After that brief encounter with mummies, we began the journey to Kabayan, Benguet. It was a long ride on rough roads and I felt like a dirty clothes in a washing machine. Sitting in the air from being tossed up and down is never a good one. I held onto the bars inside the jeepney very tightly. There were times when the jeepney seemed on the edge of tumbling down into the roadside ravine. But thanks to the expertise of Mang Elias, we survived the muddy holes and steep slopes.

It was a relief when we reached the town’s centre.  We registered and arranged for our guides. While waiting for everything to be settled, I roamed around. What’s with the stares? I found a wagwagan store and it was here where I found a pair of thermal pants, which was on sale at 80pesos. I handed over my 500-peso-bill, but she told me that she has no change for it. Since I badly need the pants, I offered my 59 pesos. To my surprise, she accepted it.
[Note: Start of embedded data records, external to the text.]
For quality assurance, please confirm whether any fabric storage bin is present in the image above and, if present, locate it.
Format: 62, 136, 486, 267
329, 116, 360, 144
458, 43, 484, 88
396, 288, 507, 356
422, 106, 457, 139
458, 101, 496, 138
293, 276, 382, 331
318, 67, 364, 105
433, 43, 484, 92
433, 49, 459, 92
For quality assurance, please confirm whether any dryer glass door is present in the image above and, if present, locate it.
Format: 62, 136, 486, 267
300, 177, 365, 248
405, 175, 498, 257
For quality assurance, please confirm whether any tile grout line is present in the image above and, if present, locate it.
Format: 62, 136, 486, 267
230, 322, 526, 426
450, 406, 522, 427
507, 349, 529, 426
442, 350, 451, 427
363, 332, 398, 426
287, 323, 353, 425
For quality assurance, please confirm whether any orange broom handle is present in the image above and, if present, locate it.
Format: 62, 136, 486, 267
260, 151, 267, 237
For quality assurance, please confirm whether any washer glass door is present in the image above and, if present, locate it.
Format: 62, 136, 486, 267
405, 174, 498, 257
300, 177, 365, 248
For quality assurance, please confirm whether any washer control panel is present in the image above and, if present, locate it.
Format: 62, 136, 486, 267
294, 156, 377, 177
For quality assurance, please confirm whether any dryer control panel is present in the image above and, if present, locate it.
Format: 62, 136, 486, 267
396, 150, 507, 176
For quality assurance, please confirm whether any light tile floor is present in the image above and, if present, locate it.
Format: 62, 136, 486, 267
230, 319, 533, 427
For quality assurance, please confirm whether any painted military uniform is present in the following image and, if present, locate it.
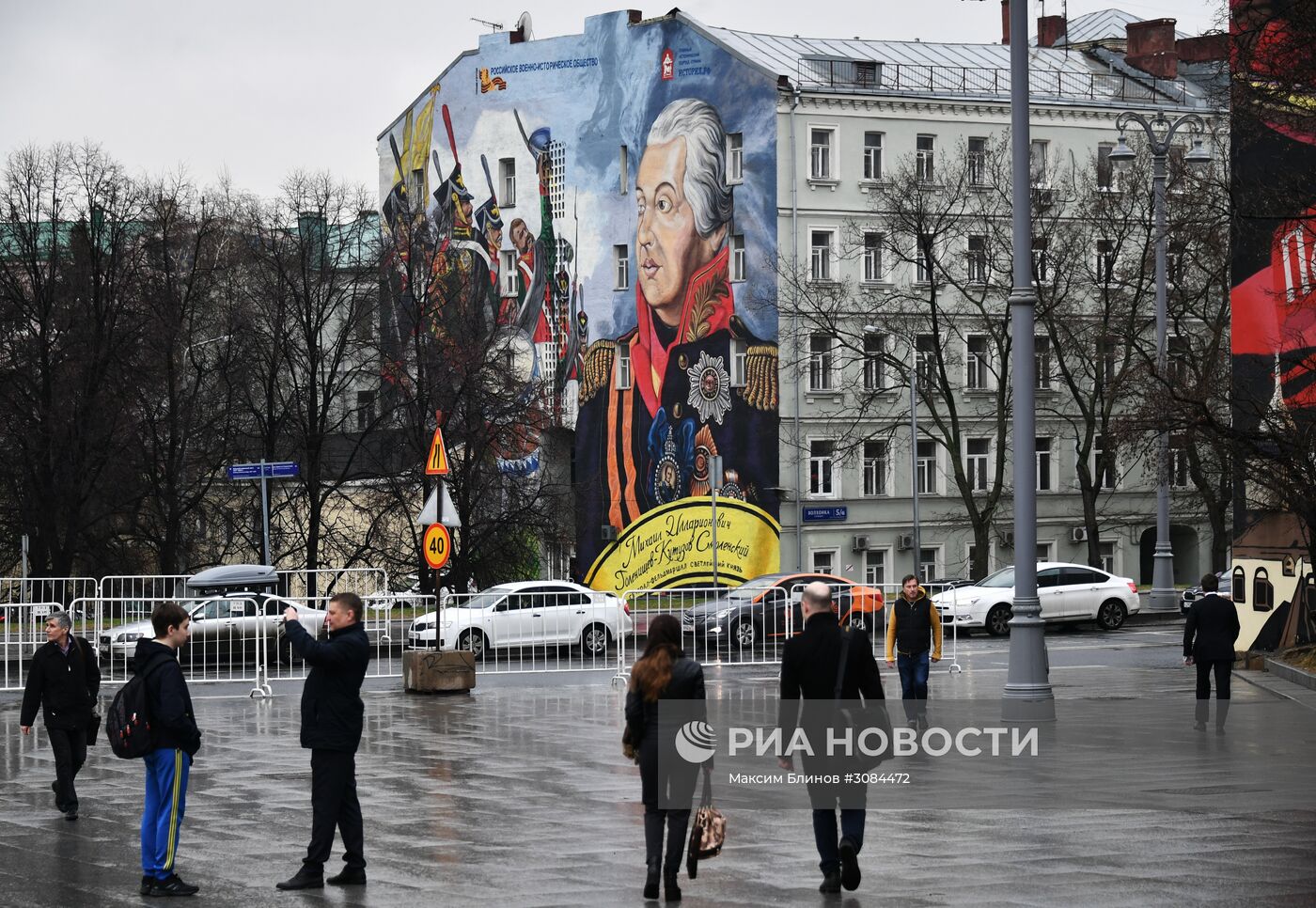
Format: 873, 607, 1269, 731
576, 249, 777, 569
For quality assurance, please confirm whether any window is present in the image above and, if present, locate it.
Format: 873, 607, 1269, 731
1092, 435, 1119, 491
1096, 542, 1115, 579
1096, 240, 1116, 284
914, 335, 937, 385
1251, 567, 1276, 612
612, 243, 631, 290
863, 441, 891, 497
731, 233, 744, 280
616, 343, 631, 391
1096, 142, 1115, 191
964, 335, 991, 391
1033, 335, 1052, 391
964, 438, 991, 493
968, 237, 987, 284
497, 158, 516, 208
1033, 237, 1052, 284
809, 129, 836, 180
917, 546, 941, 580
863, 133, 883, 180
497, 249, 517, 296
863, 233, 885, 278
863, 549, 887, 587
809, 335, 836, 391
1027, 138, 1049, 190
356, 391, 375, 431
1033, 438, 1056, 493
727, 133, 744, 183
915, 135, 937, 183
968, 137, 987, 185
863, 335, 887, 391
809, 440, 837, 499
915, 440, 937, 494
809, 230, 833, 282
914, 234, 937, 284
730, 338, 749, 388
1166, 435, 1188, 488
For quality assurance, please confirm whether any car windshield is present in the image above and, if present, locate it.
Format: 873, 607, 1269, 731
978, 567, 1014, 587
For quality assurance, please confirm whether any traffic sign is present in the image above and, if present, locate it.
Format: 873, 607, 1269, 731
421, 524, 453, 571
425, 429, 458, 477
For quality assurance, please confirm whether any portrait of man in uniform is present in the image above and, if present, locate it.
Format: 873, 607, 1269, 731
576, 92, 777, 567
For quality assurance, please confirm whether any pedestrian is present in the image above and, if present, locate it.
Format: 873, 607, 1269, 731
19, 612, 100, 820
133, 603, 201, 896
777, 580, 885, 894
1183, 573, 1238, 734
276, 592, 369, 889
625, 615, 712, 901
887, 573, 941, 728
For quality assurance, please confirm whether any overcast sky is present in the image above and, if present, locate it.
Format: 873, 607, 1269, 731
0, 0, 1221, 201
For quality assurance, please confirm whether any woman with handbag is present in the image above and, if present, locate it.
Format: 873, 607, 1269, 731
622, 615, 710, 901
19, 612, 100, 820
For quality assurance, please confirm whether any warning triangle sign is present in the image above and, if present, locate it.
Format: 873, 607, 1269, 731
425, 429, 458, 477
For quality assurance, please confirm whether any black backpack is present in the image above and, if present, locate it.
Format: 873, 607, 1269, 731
105, 659, 164, 759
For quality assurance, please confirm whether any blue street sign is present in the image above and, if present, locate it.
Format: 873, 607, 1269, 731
229, 461, 300, 479
804, 504, 850, 524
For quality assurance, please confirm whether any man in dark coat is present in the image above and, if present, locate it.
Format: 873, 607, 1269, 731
777, 582, 885, 892
1183, 573, 1238, 734
19, 612, 100, 820
277, 592, 369, 889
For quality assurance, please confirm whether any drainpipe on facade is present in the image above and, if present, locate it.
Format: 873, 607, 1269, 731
791, 86, 804, 571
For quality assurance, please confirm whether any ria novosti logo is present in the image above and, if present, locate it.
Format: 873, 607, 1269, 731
677, 720, 717, 763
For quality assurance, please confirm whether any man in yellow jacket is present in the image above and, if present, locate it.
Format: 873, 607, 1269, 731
887, 573, 941, 728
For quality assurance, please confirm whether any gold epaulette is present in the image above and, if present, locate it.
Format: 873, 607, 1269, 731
580, 341, 618, 404
740, 343, 777, 411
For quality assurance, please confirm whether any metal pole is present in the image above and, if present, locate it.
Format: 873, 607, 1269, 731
260, 457, 270, 565
909, 347, 929, 580
1148, 149, 1178, 612
1001, 0, 1056, 721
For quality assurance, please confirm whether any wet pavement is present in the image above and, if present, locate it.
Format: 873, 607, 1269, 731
0, 633, 1316, 908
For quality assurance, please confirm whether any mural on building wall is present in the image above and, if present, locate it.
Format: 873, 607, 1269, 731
379, 13, 780, 591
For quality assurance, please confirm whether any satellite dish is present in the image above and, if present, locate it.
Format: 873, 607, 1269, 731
516, 12, 534, 40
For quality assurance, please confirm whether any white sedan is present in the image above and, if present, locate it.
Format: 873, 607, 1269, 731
407, 580, 634, 657
934, 562, 1138, 637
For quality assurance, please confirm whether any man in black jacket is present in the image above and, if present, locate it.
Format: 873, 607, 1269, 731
777, 582, 885, 892
276, 592, 369, 889
133, 603, 201, 896
19, 612, 100, 820
1183, 573, 1238, 734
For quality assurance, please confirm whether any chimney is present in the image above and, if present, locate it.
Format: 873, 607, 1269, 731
1124, 19, 1179, 79
1037, 16, 1065, 47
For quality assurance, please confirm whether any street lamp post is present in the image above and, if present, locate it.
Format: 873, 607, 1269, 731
1001, 3, 1056, 723
1111, 111, 1211, 612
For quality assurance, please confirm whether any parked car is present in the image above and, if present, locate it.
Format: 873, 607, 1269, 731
935, 562, 1138, 637
407, 580, 634, 658
681, 573, 885, 650
96, 592, 325, 665
1179, 567, 1233, 615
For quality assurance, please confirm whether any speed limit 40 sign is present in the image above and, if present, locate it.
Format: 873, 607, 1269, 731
421, 524, 453, 571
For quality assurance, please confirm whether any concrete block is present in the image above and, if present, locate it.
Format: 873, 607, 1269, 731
402, 650, 475, 694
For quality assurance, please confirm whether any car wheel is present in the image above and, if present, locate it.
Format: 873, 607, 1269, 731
580, 624, 612, 655
984, 603, 1013, 637
1096, 599, 1129, 631
731, 618, 760, 650
457, 631, 484, 659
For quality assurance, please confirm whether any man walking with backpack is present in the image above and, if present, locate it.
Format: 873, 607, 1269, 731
132, 603, 201, 896
19, 612, 100, 820
276, 592, 369, 889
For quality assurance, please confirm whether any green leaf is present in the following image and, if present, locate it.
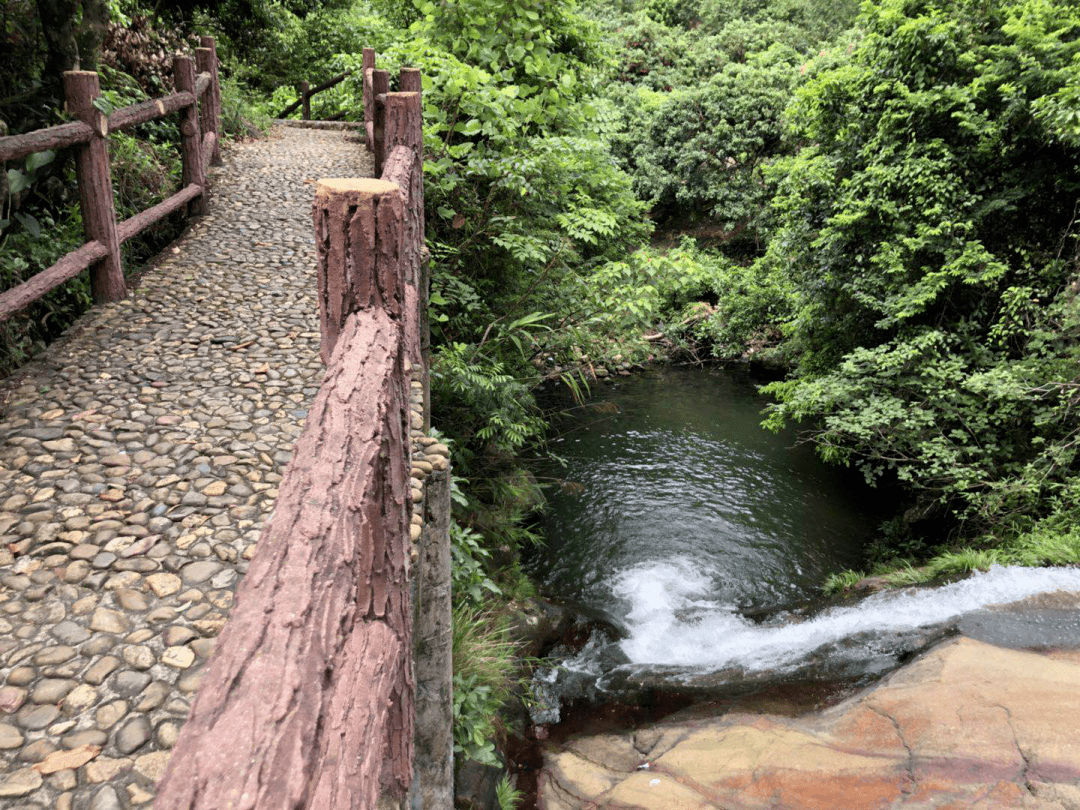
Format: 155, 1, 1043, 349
15, 213, 41, 239
8, 168, 30, 197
When we reached our campsite near Lake Tabeo, I was already groggy and dizzy. All I wanted was to sleep inside the jeepney. Even the slightest movement registered a painful kick on my head and puking is and will never be an option. After a tent became available, I gathered my things and went inside of it and dozed off to Dreamland. No dinner, just the thermal pants encased on my lower appendages and my sleeping bag wrapped all over me.